Before I made the decision to not run MCM, I was in the process of reviewing my running to look at why I do things a certain way and if there might be better ways for me to run more consistently. Below is what I have done so far:

  • What are my motivations for running?
  • What I want to achieve as a runner?
  • Which Running Shoe – Post Injury?
  • How Injuries Have Effected my 2013 Goals.
  • Racing Versus Going to a Race

I need to finish this process and that is what this post is about.

Re-Thinking How I Train

This change of plan means the pressure to rush back to training is gone and I have time to put my research, needs, wants and off-the-wall thoughts about running into a training philosophy or framework that I hope works better for me than my previous boom, then break methods of training.

First things First

The first thing that I have to do is finish rehabilitating my present injuries and all the other little aches and pains that have accumulated over the years. In order to do that I am going through physical therapy for my left heel area 2 x a week, which means the PT sessions are not really enough by themselves to resolve the underlying issues that actually caused my most recent injury (besides the part, where I did not listen to my body).
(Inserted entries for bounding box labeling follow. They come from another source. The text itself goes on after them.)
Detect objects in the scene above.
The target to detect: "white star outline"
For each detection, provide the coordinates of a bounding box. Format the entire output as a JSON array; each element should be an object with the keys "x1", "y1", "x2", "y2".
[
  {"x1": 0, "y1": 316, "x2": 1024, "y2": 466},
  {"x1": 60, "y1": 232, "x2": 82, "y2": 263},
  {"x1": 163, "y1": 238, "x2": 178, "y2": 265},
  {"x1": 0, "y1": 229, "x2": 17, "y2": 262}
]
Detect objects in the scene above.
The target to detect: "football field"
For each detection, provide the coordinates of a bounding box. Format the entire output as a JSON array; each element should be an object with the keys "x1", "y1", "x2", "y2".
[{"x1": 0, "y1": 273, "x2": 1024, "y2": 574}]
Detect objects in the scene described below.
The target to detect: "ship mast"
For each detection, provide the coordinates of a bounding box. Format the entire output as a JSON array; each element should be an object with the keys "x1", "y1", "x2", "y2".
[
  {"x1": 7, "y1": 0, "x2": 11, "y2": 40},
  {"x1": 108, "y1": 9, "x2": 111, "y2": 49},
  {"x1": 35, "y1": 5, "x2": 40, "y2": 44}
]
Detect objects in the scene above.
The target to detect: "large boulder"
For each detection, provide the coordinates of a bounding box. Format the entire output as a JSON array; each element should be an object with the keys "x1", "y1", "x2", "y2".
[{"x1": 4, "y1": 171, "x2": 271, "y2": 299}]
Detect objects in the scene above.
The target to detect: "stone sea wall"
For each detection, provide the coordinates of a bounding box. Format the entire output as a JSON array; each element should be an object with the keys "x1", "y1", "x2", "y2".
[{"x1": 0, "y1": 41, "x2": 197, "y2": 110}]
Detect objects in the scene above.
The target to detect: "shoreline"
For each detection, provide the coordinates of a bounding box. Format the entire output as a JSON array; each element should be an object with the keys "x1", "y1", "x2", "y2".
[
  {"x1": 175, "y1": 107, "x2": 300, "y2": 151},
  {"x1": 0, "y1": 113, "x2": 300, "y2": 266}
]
To help resolve these underlying problems, I have been using parts of the Running Injury Recovery Program by Bruce Wilks, in conjunction with my physical therapy sessions and homework, with very good results.

Therefore, I plan to use parts of the next phase of his program in addition to starting to run slowly again according to Budd Coates’ base building schedule in Running on Air – to get me ready to start training again sometime in August.

Yes that is right – August

Does this mean you have suddenly developed patience Harold?

Naw, but it does mean that I know that my Achilles tendon needs more time to heal, before I can get back to full training and that I will take the time I need to do it “mostly” right.

Thinking Back

When I think about when I have enjoyed my running the most and still kept improving, without being injured a lot, it was when I just had a basic plan, a routine that kept things simple, did not overthink what I needed to do and was flexible when life got in the way.

Runlog Week 20 1983 pg1

This didn’t mean that I was not working hard, because I was, but I also was not being pressured or restricted by the parameters of a canned training plan.

Coaching

As much as I might like to have a coach, so I could just focus on running and let them worry about what I am supposed to do. The brutal reality is that financially, it just is not going to happen.

So I will continue to self-coach myself, with all the limitations and pitfalls that it entails.

Butterfly Runner

One thing is that I want to stop is being a butterfly runner, who continuously flits from one training plan, program or framework to another, based on the most recent book, blog post or other resource that I have read or watched, which might be well-intentioned, but usually only serves to muddy the waters more for me than they help.

I know that like many runners out there, I am overloaded and bombarded with so much information about the “right” way to train and run, that more often than not I am dazed and confused about how I should be training and running.

It is time to stop the madness and get back to basics and train to run faster and farther, not just jumping from plan to plan.

Not just another training plan

Notice that I am not saying that I need – yet another training plan.

You know – do x number of miles in y number of minutes to get z number miles by a certain week. They are simply too restrictive to me and do not take into account my strengths and weaknesses, how I am feeling, or what is going on in my life right now.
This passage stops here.